Prior to trial before the District Court for the Western District of Texas, CH Lighting conceded infringement of the ’125 and ’540 patents. At trial, the district court granted Super Lighting’s motions to exclude evidence relating to the validity of the asserted claims of the ’125 and ’540 patents and subsequently granted Super Lighting’s motion for judgment as a matter of law (“JMOL”) that the ’125 and ’540 patents were not invalid on the ground of an on-sale bar. The jury found the ’140 patent infringed and not invalid and awarded damages for infringement of claims of all three patents. CH Lighting appealed.
At the Federal Circuit, the central issue was whether the ’125 and ’540 patents were invalid under the on-sale bar provision of 35 U.S.C. § 102(a), which prohibits the patenting of inventions that were on sale before their effective filing dates.
In the district court, CH Lighting had attempted to authenticate documents that would establish the on-sale date of patented products through a new witness after CH Lighting’s original witness had become unavailable. But the district court excluded the new witness’s testimony on procedural grounds, finding insufficient notice. CH Lighting also tried to introduce documentary evidence that patented products were on the market before the patent filing date, but the district court also excluded this piece of evidence—first stating that it was only relevant to CH Lighting’s abandoned inequitable conduct defense, then later reasoning that the tubes described in the document were of a different wattage than the bulbs that CH Lighting’s expert had physically reviewed and analyzed.
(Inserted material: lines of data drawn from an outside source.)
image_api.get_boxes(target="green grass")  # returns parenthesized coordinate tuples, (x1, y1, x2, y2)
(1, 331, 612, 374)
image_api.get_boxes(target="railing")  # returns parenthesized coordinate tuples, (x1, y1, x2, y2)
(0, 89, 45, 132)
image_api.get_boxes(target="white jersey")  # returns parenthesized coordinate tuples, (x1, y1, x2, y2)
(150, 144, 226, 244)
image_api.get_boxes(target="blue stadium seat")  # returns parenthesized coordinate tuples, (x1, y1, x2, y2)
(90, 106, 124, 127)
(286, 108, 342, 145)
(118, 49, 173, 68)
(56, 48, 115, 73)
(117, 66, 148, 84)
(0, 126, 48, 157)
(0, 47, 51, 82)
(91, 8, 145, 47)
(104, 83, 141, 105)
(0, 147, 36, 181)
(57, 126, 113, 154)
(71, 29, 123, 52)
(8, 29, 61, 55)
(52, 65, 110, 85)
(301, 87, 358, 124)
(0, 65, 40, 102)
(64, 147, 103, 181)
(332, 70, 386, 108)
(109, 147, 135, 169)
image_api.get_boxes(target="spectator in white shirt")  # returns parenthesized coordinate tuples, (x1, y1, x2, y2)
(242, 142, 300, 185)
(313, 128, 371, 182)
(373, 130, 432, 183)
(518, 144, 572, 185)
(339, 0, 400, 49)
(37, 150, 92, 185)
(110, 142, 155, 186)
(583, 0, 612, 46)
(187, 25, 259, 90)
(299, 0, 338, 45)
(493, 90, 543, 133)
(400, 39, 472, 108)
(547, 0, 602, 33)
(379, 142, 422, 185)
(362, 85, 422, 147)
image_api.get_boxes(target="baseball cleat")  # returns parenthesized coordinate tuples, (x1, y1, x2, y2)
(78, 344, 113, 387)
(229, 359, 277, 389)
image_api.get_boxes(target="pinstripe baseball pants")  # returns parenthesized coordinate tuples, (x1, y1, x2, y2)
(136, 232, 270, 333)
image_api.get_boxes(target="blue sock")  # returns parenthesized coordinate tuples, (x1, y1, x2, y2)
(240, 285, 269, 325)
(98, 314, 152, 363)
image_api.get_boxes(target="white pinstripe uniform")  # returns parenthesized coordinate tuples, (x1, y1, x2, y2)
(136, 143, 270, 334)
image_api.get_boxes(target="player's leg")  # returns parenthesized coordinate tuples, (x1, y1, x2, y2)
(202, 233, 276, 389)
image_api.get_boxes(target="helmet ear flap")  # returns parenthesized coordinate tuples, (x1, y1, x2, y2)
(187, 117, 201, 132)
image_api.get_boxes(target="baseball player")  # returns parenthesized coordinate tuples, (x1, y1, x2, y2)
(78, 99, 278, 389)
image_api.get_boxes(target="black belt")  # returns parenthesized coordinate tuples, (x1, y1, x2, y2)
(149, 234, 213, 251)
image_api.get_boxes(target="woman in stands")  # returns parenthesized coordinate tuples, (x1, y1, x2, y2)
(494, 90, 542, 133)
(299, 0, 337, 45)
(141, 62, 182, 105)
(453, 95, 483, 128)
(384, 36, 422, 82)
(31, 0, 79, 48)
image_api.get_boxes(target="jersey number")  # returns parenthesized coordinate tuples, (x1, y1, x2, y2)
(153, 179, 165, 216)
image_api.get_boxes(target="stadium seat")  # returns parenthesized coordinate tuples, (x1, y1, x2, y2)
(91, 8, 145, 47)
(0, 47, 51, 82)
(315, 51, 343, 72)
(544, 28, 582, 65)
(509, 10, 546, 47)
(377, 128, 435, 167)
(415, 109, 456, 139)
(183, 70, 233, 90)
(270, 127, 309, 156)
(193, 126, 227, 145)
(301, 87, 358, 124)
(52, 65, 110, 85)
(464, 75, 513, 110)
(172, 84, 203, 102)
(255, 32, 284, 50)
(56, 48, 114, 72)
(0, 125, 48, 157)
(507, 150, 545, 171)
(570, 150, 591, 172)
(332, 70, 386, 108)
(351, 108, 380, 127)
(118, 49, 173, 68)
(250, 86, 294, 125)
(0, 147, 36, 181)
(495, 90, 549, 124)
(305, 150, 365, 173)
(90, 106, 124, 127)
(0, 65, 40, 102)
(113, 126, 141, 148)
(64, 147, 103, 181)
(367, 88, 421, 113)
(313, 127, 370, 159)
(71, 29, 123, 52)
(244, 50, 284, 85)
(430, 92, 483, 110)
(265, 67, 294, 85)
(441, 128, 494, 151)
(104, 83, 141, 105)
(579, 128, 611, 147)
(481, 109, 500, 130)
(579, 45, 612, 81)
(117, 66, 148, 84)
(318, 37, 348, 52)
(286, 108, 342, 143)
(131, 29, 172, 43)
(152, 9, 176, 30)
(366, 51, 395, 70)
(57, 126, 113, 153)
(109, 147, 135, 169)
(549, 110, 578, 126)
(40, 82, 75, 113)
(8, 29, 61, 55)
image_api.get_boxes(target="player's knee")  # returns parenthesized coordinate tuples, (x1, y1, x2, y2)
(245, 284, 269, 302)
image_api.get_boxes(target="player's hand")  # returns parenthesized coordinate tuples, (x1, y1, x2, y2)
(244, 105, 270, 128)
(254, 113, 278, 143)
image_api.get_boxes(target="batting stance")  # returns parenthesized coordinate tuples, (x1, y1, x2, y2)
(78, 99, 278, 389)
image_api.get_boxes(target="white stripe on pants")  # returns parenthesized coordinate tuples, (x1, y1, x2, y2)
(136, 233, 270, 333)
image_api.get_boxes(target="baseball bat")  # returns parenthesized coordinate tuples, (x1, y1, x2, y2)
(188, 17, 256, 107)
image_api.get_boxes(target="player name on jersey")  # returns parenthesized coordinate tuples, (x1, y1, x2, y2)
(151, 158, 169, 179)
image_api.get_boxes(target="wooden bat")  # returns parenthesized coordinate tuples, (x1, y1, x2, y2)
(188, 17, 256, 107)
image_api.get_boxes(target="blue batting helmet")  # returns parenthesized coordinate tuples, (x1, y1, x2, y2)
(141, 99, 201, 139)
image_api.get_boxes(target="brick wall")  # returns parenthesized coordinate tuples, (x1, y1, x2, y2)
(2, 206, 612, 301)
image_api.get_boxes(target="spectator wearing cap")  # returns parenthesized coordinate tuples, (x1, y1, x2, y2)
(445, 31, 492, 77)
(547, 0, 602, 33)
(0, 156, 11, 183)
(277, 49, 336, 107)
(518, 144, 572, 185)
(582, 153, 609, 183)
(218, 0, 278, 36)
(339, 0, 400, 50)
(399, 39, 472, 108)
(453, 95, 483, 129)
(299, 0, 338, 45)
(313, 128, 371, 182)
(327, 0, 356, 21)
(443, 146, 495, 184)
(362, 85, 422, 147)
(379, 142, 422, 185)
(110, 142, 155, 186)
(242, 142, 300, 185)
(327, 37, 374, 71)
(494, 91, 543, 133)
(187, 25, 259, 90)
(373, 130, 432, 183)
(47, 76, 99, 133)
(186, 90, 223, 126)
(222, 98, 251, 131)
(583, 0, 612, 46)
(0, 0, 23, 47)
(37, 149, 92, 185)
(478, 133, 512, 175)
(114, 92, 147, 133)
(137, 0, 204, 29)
The Federal Circuit held both exclusions to be an abuse of discretion. With respect to the exclusion of the authenticating witness, the Federal Circuit determined that there is no Federal Rule or local rule requiring parties to identify in advance which witnesses would authenticate documents. With respect to the exclusion of documentary evidence, the Federal Circuit found that the evidence did relate to invalidity (and not just inequitable conduct) and that the wattage was not relevant to the on-sale bar question (although it might be relevant to the expert’s credibility).
Regarding the ’140 patent, the Federal Circuit affirmed the jury’s infringement and validity verdicts, concluding that substantial evidence supported them.
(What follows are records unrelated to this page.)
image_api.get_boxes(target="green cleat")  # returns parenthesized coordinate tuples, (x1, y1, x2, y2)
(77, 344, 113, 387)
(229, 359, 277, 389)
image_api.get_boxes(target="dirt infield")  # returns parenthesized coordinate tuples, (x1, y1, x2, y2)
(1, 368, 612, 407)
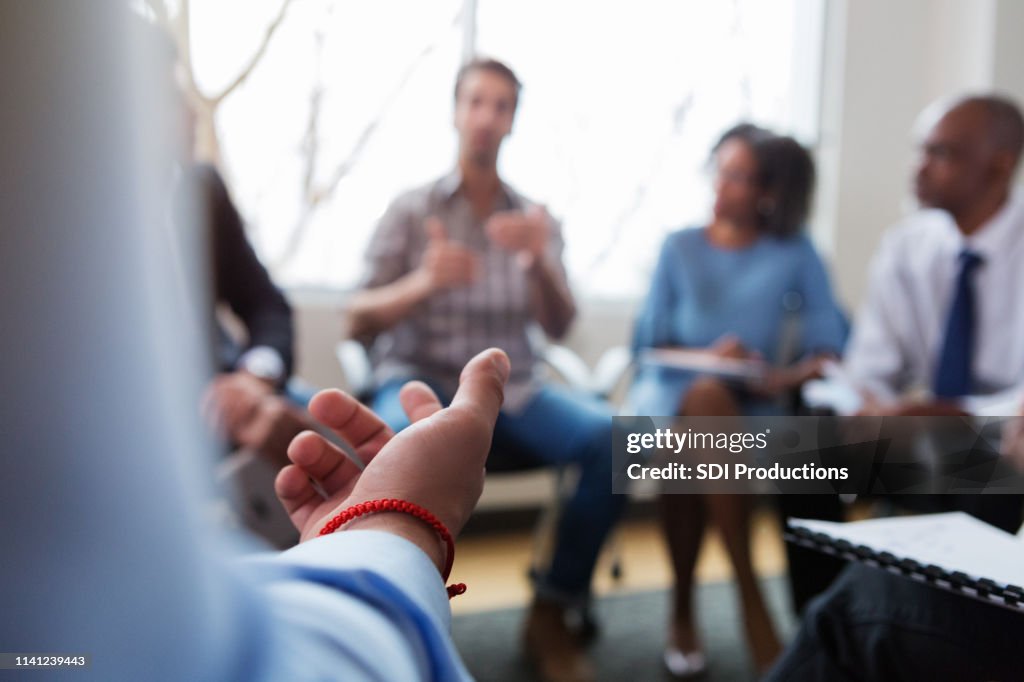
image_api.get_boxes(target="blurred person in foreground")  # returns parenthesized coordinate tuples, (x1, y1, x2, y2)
(0, 6, 506, 680)
(624, 124, 846, 676)
(346, 58, 625, 682)
(155, 24, 314, 545)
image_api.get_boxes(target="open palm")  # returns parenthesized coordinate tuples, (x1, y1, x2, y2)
(275, 348, 510, 543)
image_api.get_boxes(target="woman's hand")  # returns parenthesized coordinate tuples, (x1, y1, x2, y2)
(709, 334, 754, 360)
(752, 355, 830, 397)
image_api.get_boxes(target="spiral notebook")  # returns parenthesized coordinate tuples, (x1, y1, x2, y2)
(786, 512, 1024, 613)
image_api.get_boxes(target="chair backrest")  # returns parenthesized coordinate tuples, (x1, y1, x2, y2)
(540, 342, 635, 402)
(335, 339, 375, 402)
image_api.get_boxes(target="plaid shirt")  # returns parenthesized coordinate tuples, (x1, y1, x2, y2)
(358, 170, 568, 412)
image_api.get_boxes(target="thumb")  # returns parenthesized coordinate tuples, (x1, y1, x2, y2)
(449, 348, 510, 426)
(425, 216, 448, 243)
(399, 380, 443, 423)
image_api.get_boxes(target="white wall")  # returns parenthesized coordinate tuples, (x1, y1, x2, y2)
(818, 0, 1023, 313)
(993, 0, 1024, 97)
The Court also addressed the admissibility and reliability of Plaintiff’s damages expert’s testimony under Rule 702 of the Federal Rules of Evidence and in light of the recent Federal Circuit EcoFactor, Inc. v. Google LLC case. Below, CH Lighting filed a Daubert motion and a motion for a new trial, arguing that—while the expert relied on prior portfolio licenses to calculate a reasonable royalty—the expert did not adequately apportion the license fees to account for patents in the portfolio that were not asserted in the case. Because the district court denied the Daubert motion without explanation and provided only a brief elaboration when denying the motion for a new trial, the Federal Circuit found that the district court should have conducted a more thorough analysis of the expert testimony to ensure its reliability and proper apportionment.
In sum, the Federal Circuit affirmed in part (as to infringement and validity of the ’140 patent), reversed in part (as to the JMOL on the ’125 and ’540 patents), vacated the damages award, and remanded for a new trial on the validity of the ’125 and ’540 patents and on damages for all three patents.